For the real world and the gaming world, there's a great deal of uncertainty about where certain players will fall now that the NHL lockout has ended. Lots of players are shuffling in from around the world (Switzerland, Sweden, KHL), although some players, like "magic hands" Kyle Wellwood, are probably trying to shed a few pounds about now.
Still, the option that teams now have to buyout two contracts at the end of this season (at no cap hit) remains incredibly appealing, especially for some albatross contracts that certain clubs are burdening themselves with. Some teams could look a lot different soon, which makes for interesting times on the ice and for NHL 13 and NHL 14.
Here are three players that I think are most likely to receive the buyout treatment:
1) Roberto Luongo
Ah, Bobby Lu. He's a great goalie, to be sure, but the Canucks have grown wary of his inability to close the deal in the playoffs. With Cory Schneider doing good work and waiting in the wings, it's seems likely that he'll either be traded outright before the season or bought out this summer. And at a cap hit of just over $5.3 million (on a very long contract), the Canucks will be able to use that extra money in a different direction.
2) Scott Gomez
Good ol' Scott Gomez. Unfortunately for his team, the Montreal Canadiens, he's kind of turned into the poster child for an overpaid NHL floater. That's all well and good sometimes, but when said poster child costs you $7.3 million in cap space, and you're trying to re-sign PK Subban, it's likely that Mr. Gomez will find himself elsewhere in the near future.
3) Wade Redden
Unfortunately for Wade, when you make as much money as he does ($6.5 million cap hit) at 35 years of age, and you're compared against teammates like Rick Nash, Marian Gaborik and Brad Richards -- you know, guys actually worth that kind of coin -- you seem like a prime candidate for a buyout.
Other notable players in the crosshairs for possible buyout include: Shawn Horcoff (Edmonton, $5.5 million cap hit), Rick DiPietro (New York Islanders, $4.5 million cap hit), Ed Jovanoski (Florida, $4.125 million cap hit).
It'll be interesting to see how these teams use their two get-out-of-jail-free cards, especially since it's basically telling these players that they were "mistakes."
This seems like it could be much ado about nothing, but Ilya Kovalchuk has still been recently suiting up with St.

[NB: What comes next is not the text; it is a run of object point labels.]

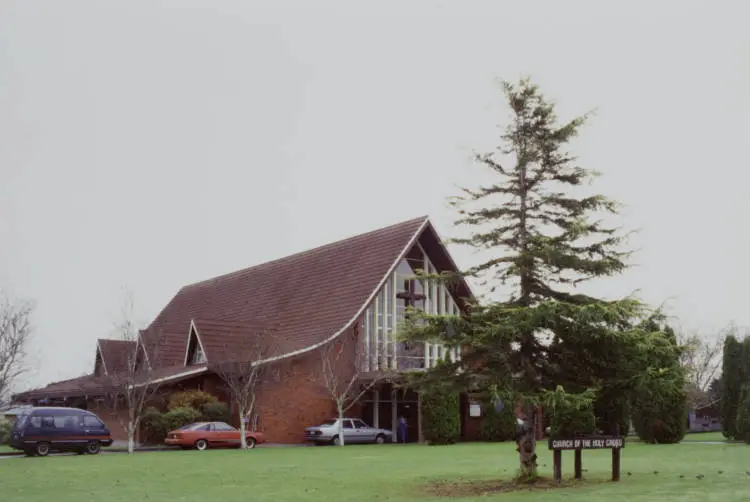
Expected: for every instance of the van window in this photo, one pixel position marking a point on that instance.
(20, 421)
(56, 422)
(92, 421)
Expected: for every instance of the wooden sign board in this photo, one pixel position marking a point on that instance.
(578, 444)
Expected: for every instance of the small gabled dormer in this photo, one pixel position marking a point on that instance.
(195, 353)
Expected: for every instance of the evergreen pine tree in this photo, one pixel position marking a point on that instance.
(732, 380)
(543, 241)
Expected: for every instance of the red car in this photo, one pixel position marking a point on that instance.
(204, 435)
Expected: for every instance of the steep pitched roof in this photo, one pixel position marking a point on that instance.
(223, 340)
(308, 296)
(115, 353)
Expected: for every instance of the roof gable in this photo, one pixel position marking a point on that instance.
(114, 354)
(309, 295)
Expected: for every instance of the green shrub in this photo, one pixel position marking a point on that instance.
(195, 399)
(441, 420)
(216, 412)
(660, 409)
(153, 426)
(569, 421)
(497, 426)
(5, 429)
(612, 411)
(180, 416)
(742, 423)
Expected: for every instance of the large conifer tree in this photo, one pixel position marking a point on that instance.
(542, 239)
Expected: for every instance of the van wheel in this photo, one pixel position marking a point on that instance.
(93, 447)
(42, 449)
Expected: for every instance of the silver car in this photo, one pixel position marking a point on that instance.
(356, 431)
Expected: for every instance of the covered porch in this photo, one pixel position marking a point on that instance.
(386, 403)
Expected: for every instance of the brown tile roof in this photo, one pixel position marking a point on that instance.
(223, 340)
(115, 353)
(307, 297)
(93, 386)
(300, 300)
(80, 386)
(166, 346)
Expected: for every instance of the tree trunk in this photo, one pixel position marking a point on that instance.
(243, 438)
(527, 446)
(341, 424)
(131, 437)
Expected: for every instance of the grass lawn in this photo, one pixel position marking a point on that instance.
(368, 473)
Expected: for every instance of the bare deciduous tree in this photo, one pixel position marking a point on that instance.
(342, 371)
(15, 332)
(244, 373)
(134, 386)
(701, 357)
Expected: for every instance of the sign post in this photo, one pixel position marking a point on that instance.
(578, 444)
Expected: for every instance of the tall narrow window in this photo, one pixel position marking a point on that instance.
(379, 320)
(368, 341)
(388, 313)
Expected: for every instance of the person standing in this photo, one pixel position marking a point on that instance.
(402, 429)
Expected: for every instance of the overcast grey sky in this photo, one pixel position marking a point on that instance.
(156, 143)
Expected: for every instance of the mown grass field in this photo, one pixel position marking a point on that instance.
(369, 473)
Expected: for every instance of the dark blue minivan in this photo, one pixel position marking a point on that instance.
(43, 430)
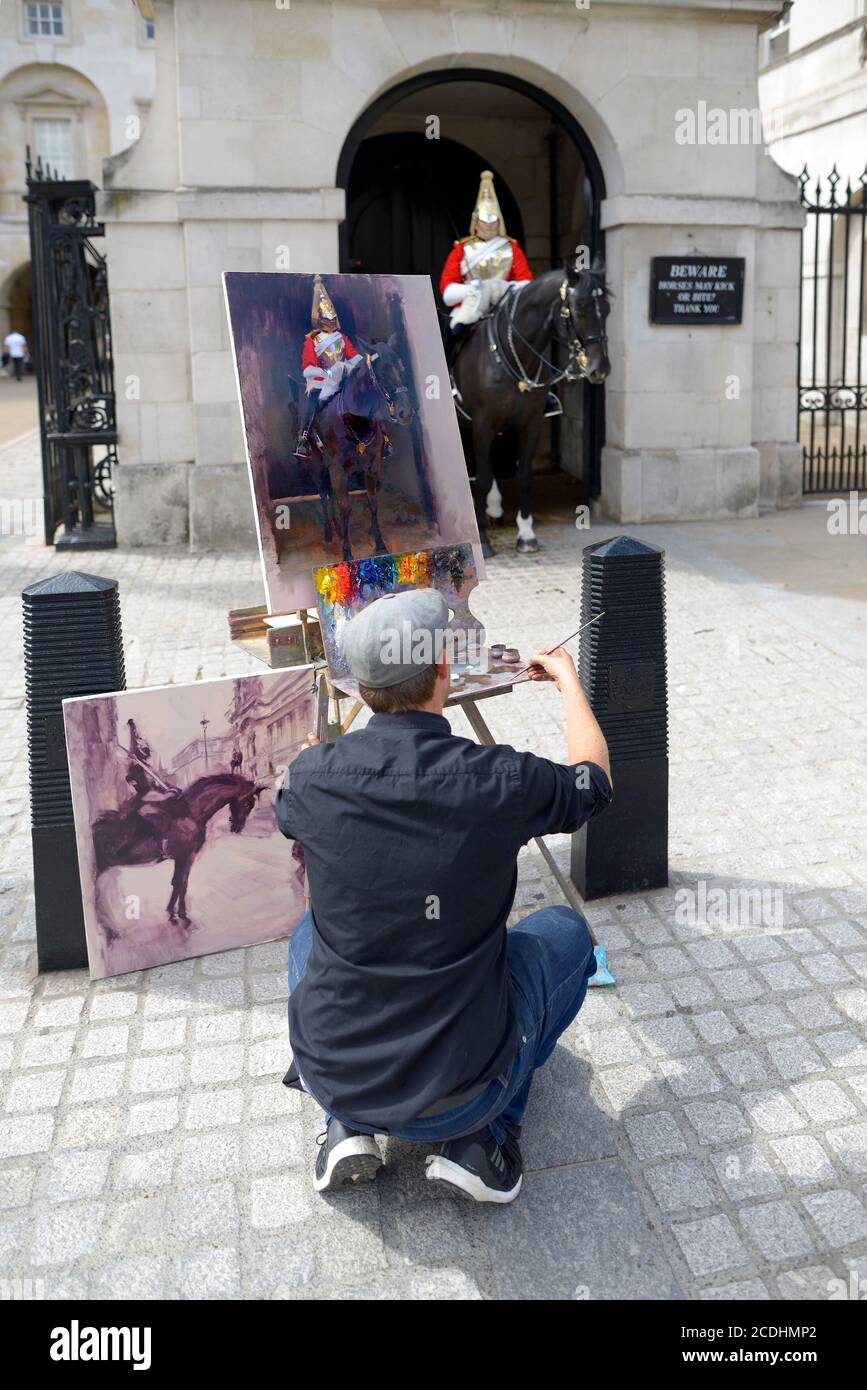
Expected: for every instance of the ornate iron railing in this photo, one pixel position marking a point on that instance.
(71, 348)
(831, 385)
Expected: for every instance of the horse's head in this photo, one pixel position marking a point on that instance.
(582, 320)
(242, 805)
(386, 375)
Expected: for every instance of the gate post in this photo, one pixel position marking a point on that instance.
(72, 645)
(71, 345)
(623, 672)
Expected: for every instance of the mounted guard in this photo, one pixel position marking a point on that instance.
(328, 356)
(481, 266)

Petersburg SKA of the KHL, making some wonder if he'll actually come back to the NHL.
According to TSN, NHL deputy commissioner Billy Daly doesn't think so, as the NHL and KHL have some sort of tenuous understanding on who gets to stay and go between each league in these sorts of situations.
Still, there's been no official word on when Kovalchuk will head back to New Jersey, so the question remains open.